Design Challenge: Editor Mode
Standard e-commerce cart patterns didn't work. Our users created multiple concurrent requests for different internal teams. Solution: "Editor mode" triggered by "Create Request"—users curate packages for one specific request, keeping work isolated rather than mixing everything in a shared cart.
Business Pivot 2
Reintroduced "Build Your Own" alongside pre-made packages. Added "Package Type" selection at the beginning: both paths fed into the same request review process.
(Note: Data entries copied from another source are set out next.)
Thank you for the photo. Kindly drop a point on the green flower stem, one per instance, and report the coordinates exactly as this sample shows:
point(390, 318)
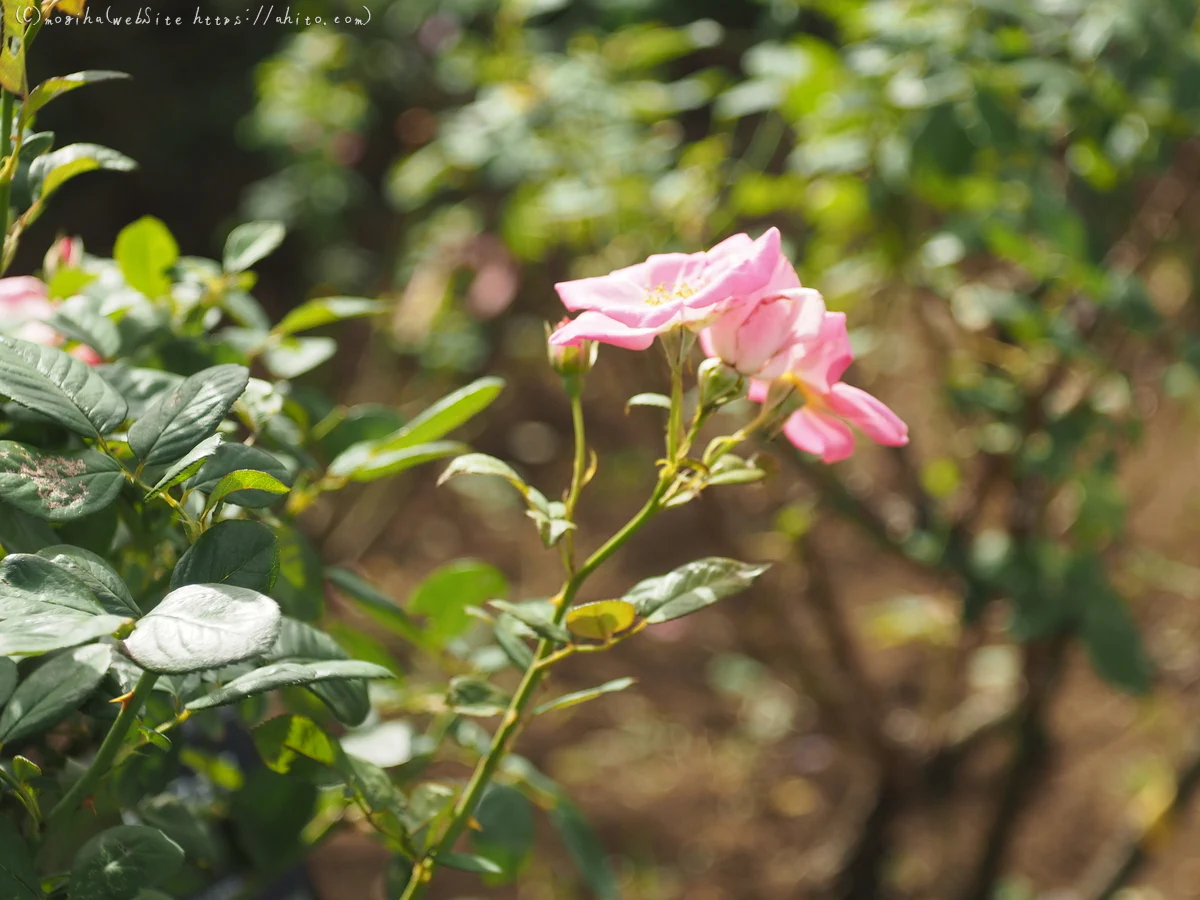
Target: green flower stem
point(6, 102)
point(108, 750)
point(514, 717)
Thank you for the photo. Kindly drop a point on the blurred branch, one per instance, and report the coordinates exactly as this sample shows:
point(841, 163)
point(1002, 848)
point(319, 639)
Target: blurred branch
point(1127, 852)
point(1042, 665)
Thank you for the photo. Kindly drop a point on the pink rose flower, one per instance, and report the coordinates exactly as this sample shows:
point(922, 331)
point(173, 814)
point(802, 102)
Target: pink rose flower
point(820, 426)
point(760, 336)
point(25, 301)
point(631, 306)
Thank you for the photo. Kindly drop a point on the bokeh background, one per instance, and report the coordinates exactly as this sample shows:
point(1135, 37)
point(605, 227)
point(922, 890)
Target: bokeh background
point(973, 669)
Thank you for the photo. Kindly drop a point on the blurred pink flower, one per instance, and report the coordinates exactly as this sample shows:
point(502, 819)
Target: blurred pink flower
point(25, 303)
point(630, 306)
point(759, 336)
point(815, 371)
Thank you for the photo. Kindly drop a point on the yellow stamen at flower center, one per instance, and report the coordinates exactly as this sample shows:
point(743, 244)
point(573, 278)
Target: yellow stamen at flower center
point(661, 294)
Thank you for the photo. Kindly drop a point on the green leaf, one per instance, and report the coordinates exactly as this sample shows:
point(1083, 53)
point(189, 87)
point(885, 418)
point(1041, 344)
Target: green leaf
point(505, 832)
point(472, 695)
point(449, 413)
point(204, 627)
point(285, 739)
point(79, 319)
point(59, 387)
point(100, 577)
point(54, 691)
point(325, 311)
point(57, 87)
point(445, 594)
point(250, 243)
point(361, 462)
point(600, 621)
point(7, 679)
point(51, 171)
point(245, 480)
point(187, 466)
point(238, 552)
point(43, 633)
point(585, 850)
point(30, 585)
point(570, 700)
point(469, 863)
point(58, 487)
point(299, 642)
point(12, 52)
point(1114, 642)
point(538, 616)
point(292, 357)
point(648, 400)
point(375, 603)
point(233, 457)
point(144, 251)
point(485, 465)
point(18, 879)
point(691, 587)
point(21, 533)
point(139, 387)
point(507, 631)
point(286, 675)
point(118, 863)
point(189, 414)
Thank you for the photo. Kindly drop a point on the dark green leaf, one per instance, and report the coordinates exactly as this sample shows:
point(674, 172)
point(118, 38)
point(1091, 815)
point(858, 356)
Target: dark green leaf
point(505, 831)
point(375, 603)
point(100, 577)
point(118, 863)
point(51, 171)
point(187, 466)
point(78, 318)
point(30, 585)
point(59, 387)
point(7, 679)
point(58, 487)
point(239, 552)
point(57, 87)
point(299, 642)
point(180, 420)
point(233, 457)
point(18, 880)
point(247, 483)
point(204, 627)
point(585, 850)
point(55, 690)
point(691, 587)
point(144, 251)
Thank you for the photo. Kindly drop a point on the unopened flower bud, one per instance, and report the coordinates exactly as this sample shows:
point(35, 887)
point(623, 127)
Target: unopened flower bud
point(719, 383)
point(64, 253)
point(571, 363)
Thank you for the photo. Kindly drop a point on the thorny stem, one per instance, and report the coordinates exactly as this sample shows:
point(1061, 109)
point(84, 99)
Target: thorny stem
point(108, 749)
point(545, 655)
point(6, 101)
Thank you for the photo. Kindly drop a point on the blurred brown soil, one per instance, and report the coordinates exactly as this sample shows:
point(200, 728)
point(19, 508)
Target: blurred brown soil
point(706, 793)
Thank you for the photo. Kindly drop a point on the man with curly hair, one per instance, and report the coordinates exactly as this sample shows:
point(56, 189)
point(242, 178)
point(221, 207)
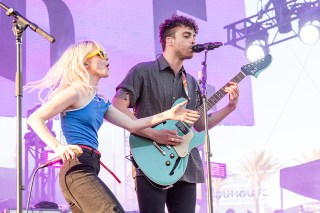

Technical Trade-off: Quantity Editing
Originally, we designed quantity editing on the "Review Request" page for last-minute changes. But this created complex validation challenges with pricing, availability, and interdependencies. To meet the launch deadline without compromising core functionality, we removed quantity editing from review—users now return to package selection to make changes. Trade-off: Reduced flexibility, but simplified validation and ensured data consistency.
Exploration

Final Design

DESIGN PROCESS
Design System
We created the design system from brand guidelines provided by the Olympic Games global brand team, then built components that could scale for Milan 2026 and future Olympic Games. Note: Although we had to adhere to some branding that wasn't accessible, I tried to mitigate it by minimizing its use as much as possible in the interface.
What we built:
Typography system — Hierarchical scale, responsive sizing
Color palette — Primary, secondary, semantic colors for status
Component library — Buttons, forms, status chips, dialogs, tables, navigation, and more






Impact
Results
14.7% conversion rate — Achieved from launch, representing successful package requests. B2B platforms with complex flows typically see 1-4%.
Design foundation for ecosystem — Patterns adopted across Guest Management, Seat Assignment, Accommodation Assignment, Onsite Services.
Scalable system architecture — Handled 2 major business pivots during development, extends to LA 2028.
Reflection
What I Learned
Enterprise platforms need to flex, not break
Enterprise platforms, especially B2B tools serving complex procurement workflows, need to absorb constant change.
I learned to design for "unknown unknowns": building component systems flexible enough to handle requirements we didn't have yet, while staying simple enough for non-technical users.
Advocacy is part of the design job
My most valuable contributions to HRP weren't just the interfaces I designed; they were the constraints I pushed back on and the trade-offs I helped the team navigate thoughtfully.
When business stakeholders focused purely on technical feasibility ("Can we build this in time?"), I consistently asked, "But will users understand this?"
Not all design work ships as originally intended
We spent significant time designing login flows that never launched because the business consolidated authentication mid-project. That work wasn't wasted because it informed the centralized system. But it taught me to hold designs loosely.
In enterprise environments with shifting priorities, beautiful work sometimes gets cut, delayed, or reimagined. You have to stay adaptable and find ways to influence outcomes even when your original designs don't ship.